Televizyonda Kenan İmirzalıoğlu'nun başrolünü oynadığı Karadayı dizisinde erkek kardeşine hayat veren Ulaş Tuna Astepe şimdilerde Sen Anlat Karadeniz'in başrol oyuncusu olarak karşımızda...

Sen Anlat Karadeniz'in Tahir'inin acıklı hikayesi!

ATV'nin Diriliş Ertuğrul'u tahtından eden yapımcılığını Osman Sınav'ın üstlendiği Sen Anlat Karadeniz izleyiciyi adeta kendine bağlamayı başardı. Dizinin başrol oyuncularından Tahir karakterine hayat veren Ulaş Tuna Astepe'nin gerçek hayatında çok zor zamanlar geçirdiğini biliyor muydunuz?

Yıldızı Karadayı ile parlayan Ulaş Tuna Astepe, Sen Anlat Karadeniz dizisinden önce Show TV’de Hazal Filiz Küçükköse ile birlikte Rüya dizisinde rol alıyordu. Yeni dizisindeki Tahir rolüyle gönülleri şimdiden fethetmeyi başardı bile. Mert, hırçın, deli fişek, sabırsız bir Karadeniz delikanlısını oynayan Ulaş Tuna Astepe, oyunculuğuyla da takdir toplamaya devam ediyor.
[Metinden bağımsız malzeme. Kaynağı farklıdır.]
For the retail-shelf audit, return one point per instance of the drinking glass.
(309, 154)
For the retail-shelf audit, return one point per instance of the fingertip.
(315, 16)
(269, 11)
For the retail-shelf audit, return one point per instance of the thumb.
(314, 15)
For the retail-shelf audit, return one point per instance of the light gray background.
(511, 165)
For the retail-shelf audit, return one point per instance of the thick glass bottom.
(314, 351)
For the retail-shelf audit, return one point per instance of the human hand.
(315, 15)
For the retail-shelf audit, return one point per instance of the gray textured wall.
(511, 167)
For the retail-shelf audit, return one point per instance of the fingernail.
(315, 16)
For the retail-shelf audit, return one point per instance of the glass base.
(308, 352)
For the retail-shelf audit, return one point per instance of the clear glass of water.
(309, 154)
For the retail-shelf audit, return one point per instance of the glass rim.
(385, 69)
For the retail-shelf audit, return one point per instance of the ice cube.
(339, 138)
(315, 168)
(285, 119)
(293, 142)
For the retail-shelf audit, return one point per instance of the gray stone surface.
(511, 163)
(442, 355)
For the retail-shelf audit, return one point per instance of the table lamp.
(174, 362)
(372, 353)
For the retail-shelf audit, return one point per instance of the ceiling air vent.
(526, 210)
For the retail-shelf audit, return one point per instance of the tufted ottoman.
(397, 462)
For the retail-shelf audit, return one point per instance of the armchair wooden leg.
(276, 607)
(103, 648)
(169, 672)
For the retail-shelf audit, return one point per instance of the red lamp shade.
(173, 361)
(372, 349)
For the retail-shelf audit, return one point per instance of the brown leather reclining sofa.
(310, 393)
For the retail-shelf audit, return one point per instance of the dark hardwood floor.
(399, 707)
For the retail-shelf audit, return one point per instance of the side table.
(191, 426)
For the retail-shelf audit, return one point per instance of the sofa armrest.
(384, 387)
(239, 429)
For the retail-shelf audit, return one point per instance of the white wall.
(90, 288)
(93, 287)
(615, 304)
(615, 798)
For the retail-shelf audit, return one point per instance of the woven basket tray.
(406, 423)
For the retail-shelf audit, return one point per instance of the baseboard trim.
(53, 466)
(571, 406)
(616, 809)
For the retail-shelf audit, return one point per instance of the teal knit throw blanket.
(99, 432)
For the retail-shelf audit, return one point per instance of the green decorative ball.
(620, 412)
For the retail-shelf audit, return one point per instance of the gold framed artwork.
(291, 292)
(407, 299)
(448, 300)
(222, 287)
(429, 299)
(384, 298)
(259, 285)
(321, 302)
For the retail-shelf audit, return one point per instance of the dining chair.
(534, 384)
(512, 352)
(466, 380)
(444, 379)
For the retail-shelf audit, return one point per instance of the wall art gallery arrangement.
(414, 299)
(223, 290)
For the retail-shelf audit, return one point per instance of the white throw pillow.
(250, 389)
1997 depremini birebir yaşamış olan oyuncunun dramatik bir geçmişi var aslında. Çok sevdiği arkadaşlarını, yakınlarını kaybetmiş o depremde. Babasını da genç yaşlarda kaybetmiş. Daha sonra annesini de kaybeden oyuncu, ağbisi ile birlikte hayata tutunmuşlar. Deprem sürecinde yaşadıklarını bir röportajında şöyle anlatıyor ünlü oyuncu:

"İzmitli olunca deprem de hayatımın bir dönemine rastladı elbette. 17 Ağustos Depremi’ni yaşadığımda 11 yaşımdaydım. Ama o yaş bile ölü insan kokusunu alabileceğim bir yaştı. O nedenle deprem beni etkileyen şeylerden biridir. Bölgedeki herkes kadar deprem travması yaşadım, herkes gibi birilerini kaybettim, mesela ertesi gün maç yapacağım arkadaşlarım öldüler. Aileden kimseye bir şey olmadı ama birçok tanıdık depremden etkilendi. Hâlâ bende deprem fobisi var; biri sinemada sıkılır bacağını sallar ya, ben deprem refleksi gösteririm. Bu tür büyük olayları atlattığımızı sanıyoruz, günlük hayatımıza dönüyoruz ama etkisi mutlaka kalıyor."

Ulaş Tuna Astepe, Karadayı’da ağabeyiyle anlaşamayan Orhan karakterinin aksine abisinin yerinin hayatında çok önemli olduğunu belirten "Babamızı çok küçükken kaybedince birinin baba olması gerekti, bu sorumluluğu ağabeyim üstlendi. Babamı kaybettikten sonra hem ekonomik hem de manevi bir boşluk oluştu. Bunu ağabeyim doldurdu" ifadesini kullanıyor bir röportajında.